Booting to black screen - Windows 10


  1. Posts : 1
    Windows 10
       #1

    Booting to black screen - Windows 10


    Restarted to finish installing Windows 10 updates, booted into a black screen. Boots into a black screen now every time I try to boot into normal mode.
    Ran Windows 10 fine since it was released. Never had this problem before in five years of using this laptop.
    It boots into safe mode fine, so I figured it was a problem with my graphics card. I tried uninstalling the drivers and the card, but the problem persisted.
    Eventually I gave up and reformatted the whole system using DBAN. Reinstalled Windows 10 fresh. It started up fine, but the resolution was wacky. I figured the GPU wasn't working, so I brought up the AMD website to install the necessary drivers. Suddenly it flashed to a black screen again. Now it's stuck on the original problem again: booting to black screen repeatedly.
    Tried reformatting again and reinstalling Windows 7. Installed and booted up fine, but again the resolution was wacky. Installed the drivers for the GPU, and it black screen again.
    Pretty stumped here. Any ideas? Or am I dealing with a trashed GPU?
    First post here. Thanks for your help!
    Windows 10
    Lenovo Y-560 laptop
    Core i7 720QM
    AMD Radeon HD 5730
    4GB Memory
    500GB 5400RPM HDD
      My Computer


  2. Posts : 42,734
    Win 10 Pro (22H2) (2nd PC is 22H2)
       #2

    Hi, if you'd only been dealing with one OS the suggestions could have been fairly straightforward. What puzzles me is that you also had problems when installing Win 7; as you know, you shouldn't have had to go looking for a graphics driver after installing Win 7.

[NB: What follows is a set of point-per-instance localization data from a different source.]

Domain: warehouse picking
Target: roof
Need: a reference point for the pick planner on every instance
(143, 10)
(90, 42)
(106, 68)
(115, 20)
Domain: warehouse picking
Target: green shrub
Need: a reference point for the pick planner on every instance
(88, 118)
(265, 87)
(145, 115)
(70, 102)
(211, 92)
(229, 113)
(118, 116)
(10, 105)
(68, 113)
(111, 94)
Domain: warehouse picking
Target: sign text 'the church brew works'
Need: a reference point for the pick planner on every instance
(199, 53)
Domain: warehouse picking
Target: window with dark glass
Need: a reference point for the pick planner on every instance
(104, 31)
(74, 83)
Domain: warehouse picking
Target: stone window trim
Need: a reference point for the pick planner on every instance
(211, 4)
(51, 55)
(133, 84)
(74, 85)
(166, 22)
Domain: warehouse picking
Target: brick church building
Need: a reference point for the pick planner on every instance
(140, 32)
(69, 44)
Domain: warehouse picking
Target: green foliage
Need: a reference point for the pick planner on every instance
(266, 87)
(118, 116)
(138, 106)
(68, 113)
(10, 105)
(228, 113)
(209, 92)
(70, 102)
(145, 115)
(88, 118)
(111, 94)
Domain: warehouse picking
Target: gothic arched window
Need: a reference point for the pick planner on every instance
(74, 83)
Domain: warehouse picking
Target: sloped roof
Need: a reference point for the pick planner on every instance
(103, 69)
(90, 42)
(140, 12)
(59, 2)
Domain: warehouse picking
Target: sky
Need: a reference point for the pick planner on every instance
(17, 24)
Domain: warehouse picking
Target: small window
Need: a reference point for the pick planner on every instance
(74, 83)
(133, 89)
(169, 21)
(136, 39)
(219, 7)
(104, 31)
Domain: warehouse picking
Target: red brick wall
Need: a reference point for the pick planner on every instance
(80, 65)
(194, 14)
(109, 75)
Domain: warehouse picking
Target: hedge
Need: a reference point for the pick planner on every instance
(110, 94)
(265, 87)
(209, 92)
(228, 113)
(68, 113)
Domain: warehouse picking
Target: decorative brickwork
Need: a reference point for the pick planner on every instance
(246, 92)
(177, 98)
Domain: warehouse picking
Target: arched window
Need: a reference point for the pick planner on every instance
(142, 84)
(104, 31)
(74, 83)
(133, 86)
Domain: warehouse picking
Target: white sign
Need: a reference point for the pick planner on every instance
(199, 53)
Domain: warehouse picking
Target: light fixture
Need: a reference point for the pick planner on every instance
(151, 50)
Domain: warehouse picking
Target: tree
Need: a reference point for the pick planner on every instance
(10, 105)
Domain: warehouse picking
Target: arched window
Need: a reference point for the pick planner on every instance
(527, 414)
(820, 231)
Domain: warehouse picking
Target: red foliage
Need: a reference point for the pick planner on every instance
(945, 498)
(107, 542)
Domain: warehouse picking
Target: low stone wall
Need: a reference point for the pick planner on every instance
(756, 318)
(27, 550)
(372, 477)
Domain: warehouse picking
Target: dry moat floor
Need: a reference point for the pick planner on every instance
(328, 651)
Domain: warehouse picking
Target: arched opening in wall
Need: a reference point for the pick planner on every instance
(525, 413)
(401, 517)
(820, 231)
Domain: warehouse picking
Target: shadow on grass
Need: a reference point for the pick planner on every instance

    Did you install a graphics driver from your manufacturer's site (Win 7 case)? Graphics drivers e.g. generic ones are not guaranteed to work on a laptop. Noted you referred to the site earlier.

    Is the display ok in safe mode under Win 7?

    Have a look at the Event Viewer and see what the log tells you. You may find 'Whocrashed' (easily findable, free) gives you a simple view of driver events.

    I think what I'd try is - if you're using BIOS not UEFI- get yourself a (free) boot CD (Falcon's, Hiren's etc- easily findable on the internet) and boot from that, and see what happens. Those disks contain quite a few diagnostic programs, so you may find something helpful.

    Even if you have a boot disk for a partition manager, for example, try it and see if your display is stable.